Reviving an old thread....
Hi Tom Talpey and Tom Tucker, it was good to meet you at SC08. :-)
On Sep 30, 2008, at 8:34 AM, Talpey, Thomas wrote:
I believe that I am duplicating the RPCRDMA usage of credits. I need
to check.
If you are passing credits, then be sure you're managing them
correctly and
that you have at least as many client RPC slots configured as the
server can
optimally handle. It's very important to throughput. The NFSv4.1
protocol
will manage these explicitly, btw - the session "slot table" is
basically the
same interaction. The RPC/RDMA credits will basically be managed by
them,
so the whole stack will bebefit.
A quick glance seems to indicate that I am using credits. The client
never sends more than 32 requests in my tests.
RPCRDMA credits are primarily used for this, it's not so much the
fact that there's a queuepair, it's actually the number of posted
receives. If the client sends more than the server has available,
then the connection
will fail. However, the server can implement something called
"shared receive queue" which permits a sort of oversubscription.
MX's behavior is more like the shared receive queue. Unexpected
messages <=32KB are stored in a temp buffer until the matching
receive
has been posted. Once it is posted, the data is copied to the receive
buffers and the app can complete the request by testing (polling) or
waiting (blocking).
Ouch. I guess that's convenient for the upper layer, but it costs
quite a
bit of NIC memory, or if host memory is used, makes latency and bus
traffic quite indeterminate. I would strongly suggest fully
provisioning
each server endpoint, and using the protocol's credits to manage
resources.
Host memory. In the kernel, we limit the unexpected queue to 2 MB in
the kernel. Ideally, the only unexpected messages are RPC requests,
and I have already allocated 32 per client.
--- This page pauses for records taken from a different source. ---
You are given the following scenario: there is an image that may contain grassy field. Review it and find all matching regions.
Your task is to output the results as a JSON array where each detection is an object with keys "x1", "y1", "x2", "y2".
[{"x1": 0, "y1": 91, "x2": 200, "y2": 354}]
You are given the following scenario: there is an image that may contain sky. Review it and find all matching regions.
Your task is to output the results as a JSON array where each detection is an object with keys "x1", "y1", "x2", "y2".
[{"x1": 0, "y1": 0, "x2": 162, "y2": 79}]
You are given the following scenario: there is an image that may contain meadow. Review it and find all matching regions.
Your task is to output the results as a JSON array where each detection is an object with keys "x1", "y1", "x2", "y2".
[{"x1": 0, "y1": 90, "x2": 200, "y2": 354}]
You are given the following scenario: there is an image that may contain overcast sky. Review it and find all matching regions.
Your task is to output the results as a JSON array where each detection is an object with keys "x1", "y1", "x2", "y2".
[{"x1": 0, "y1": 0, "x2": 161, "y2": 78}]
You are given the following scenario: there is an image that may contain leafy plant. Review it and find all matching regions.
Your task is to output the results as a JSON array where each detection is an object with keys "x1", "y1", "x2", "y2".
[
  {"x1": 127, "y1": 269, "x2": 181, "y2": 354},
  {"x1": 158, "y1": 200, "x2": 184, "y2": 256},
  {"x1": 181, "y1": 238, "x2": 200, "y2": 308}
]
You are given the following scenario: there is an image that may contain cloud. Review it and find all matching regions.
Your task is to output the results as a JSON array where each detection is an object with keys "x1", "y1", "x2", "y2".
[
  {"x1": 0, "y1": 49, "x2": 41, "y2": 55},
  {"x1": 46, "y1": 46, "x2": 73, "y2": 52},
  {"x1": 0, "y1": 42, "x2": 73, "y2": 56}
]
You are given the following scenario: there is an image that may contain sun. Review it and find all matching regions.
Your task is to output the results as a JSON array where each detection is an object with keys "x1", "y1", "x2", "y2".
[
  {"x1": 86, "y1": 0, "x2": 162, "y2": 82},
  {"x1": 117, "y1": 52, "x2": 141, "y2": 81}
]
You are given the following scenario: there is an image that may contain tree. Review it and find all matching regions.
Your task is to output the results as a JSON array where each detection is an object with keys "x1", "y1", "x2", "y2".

I chose not to pre-post the receives for the client's request
messages
since they could overwhelm the MX posted receive list. By using the
unexpected handler, only bulk IO are pre-posted (i.e. after the
request has come in).
The client never posts more than the max_inline_write size, which is
fully configurable. By default, it's only 1KB, and there are
normally just
32 credits. Bulk data is handled by RDMA, which can be scheduled at
the server's convenience - this is a key design point of the RPC/RDMA
protocol. Only 32KB per client is "overwhelm" territory?
I upped my inline size to 3072 bytes (each context gets a full page,
but I can't use all of it since the header needs to go in there).
32 KB is not overwhelm territory. Posting 32 identical, small recvs
for RPC request messages per client (e.g. 1000 clients) would mean
that to match a single, large IO, MX would have to walk a linked-list
with potentially 32,000 small messages before finding the correct
large message. Using the unexpected handler to manage RPC requests in
an active message manner keeps the posted recv linked-list populated
only with large IO messages.
I could instead have RPC requests and IO messages on separate
completion queues which would do the same thing. I use the former out
of habit.
Yes, and dedicating that much memory to clients is another. With the
IB and iWARP protocols and the current Linux server, these buffers
are
not shared. This enhances integrity and protection, but it limits
the
maximum scaling. I take it this is not a concern for you?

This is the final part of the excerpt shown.